TOWARDS VISUAL PROGRAMMING IN HERITAGE BIM:
A LOOK INTO THE ROLE OF SHAPE GRAMMARS AND ARCHITECTURAL RULE FOR AN ALGORITHMIC BASED SEMI-AUTOMATIC GENERATION OF ARCHITECTURAL HERITAGE ASSETS FROM POINT CLOUDS
The theory and principles of architectural proportions set forth by Vitruvius in “De Architectura” broke way for the creation of various rules and proportions to be written out by many notable architects and theorists. These varieties of relationships and orders bring a challenge of high complexity in sequential variability of ornamental ordinance when creating Heritage BIM Families of various architectural elements. Current Heritage BIM methods of modelling often limits the amount of customization of an asset’s ornamental proportions and ordinance. This paper will discuss the use of Visual Programming Languages as tools within Heritage Building Information workflow, allowing for a semi-automatic generative approach of modelling architectural elements from extracted planes, areas, line and points registered through surveyed point cloud data coupled with the use of a parametric library of Renaissance and Classical order shape grammars to allow for a higher degree of customization within an assets ornamental ordinance and proportions. The terrestrial laser scanning data collected at the Església i Palau del Temple in Valencia (Spain) was used as the basis for this study. Historically, being built in the 18th century, it conforms to the classical principles of Renaissance architectural proportions and was an ideal subject for this case study.
Proportions and Ordonnances
Since the publication of Vitruvius’ book, De Architectura, architects and architectural theorists have hypothesized their views of perfect proportions derived from ideas in Humanism, Science, and Mathematics.
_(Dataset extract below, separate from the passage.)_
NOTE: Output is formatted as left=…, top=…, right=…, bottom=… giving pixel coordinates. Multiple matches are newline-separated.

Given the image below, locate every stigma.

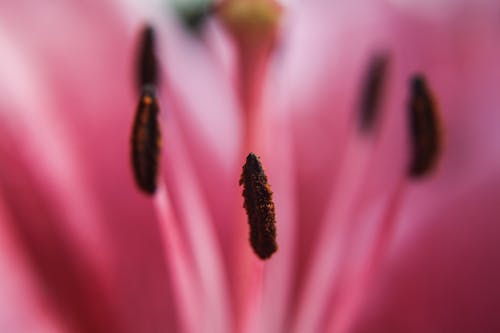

These treatises and architectural order drawing plates would often, equally, have similarities with the overall geometry and inherent character of the order but also have slight dissimilarities within the micro-aesthetics of the orders, often causing challenges with modelling from point cloud data using pre-prescribed asset family libraries. The majority of, if not all, architectural styles such as Classical, Gothic and their sub-styles, Beaux-arts, Second Empire, Georgian, Victorian, including contemporary architecture, follow certain similar rules of proportions, shape grammars, and algorithms that can be seen stemming from Vitruvius’ six Principles. In fact, methods and workflows established for VPLs included in most current modelling platforms, such as Revit with Dynamo, Rhinoceros3D’s Grasshopper, Blender’s Graphical Logic Editor, Unreal Engine’s Blueprint, follow a similar structure to the architectural principles outlined most treatises, giving architectural elements parametric adaptability when having to model the asset to a higher level of detail. In addition, VPLs allow for further parametric and real-time interoperability between BIM platforms.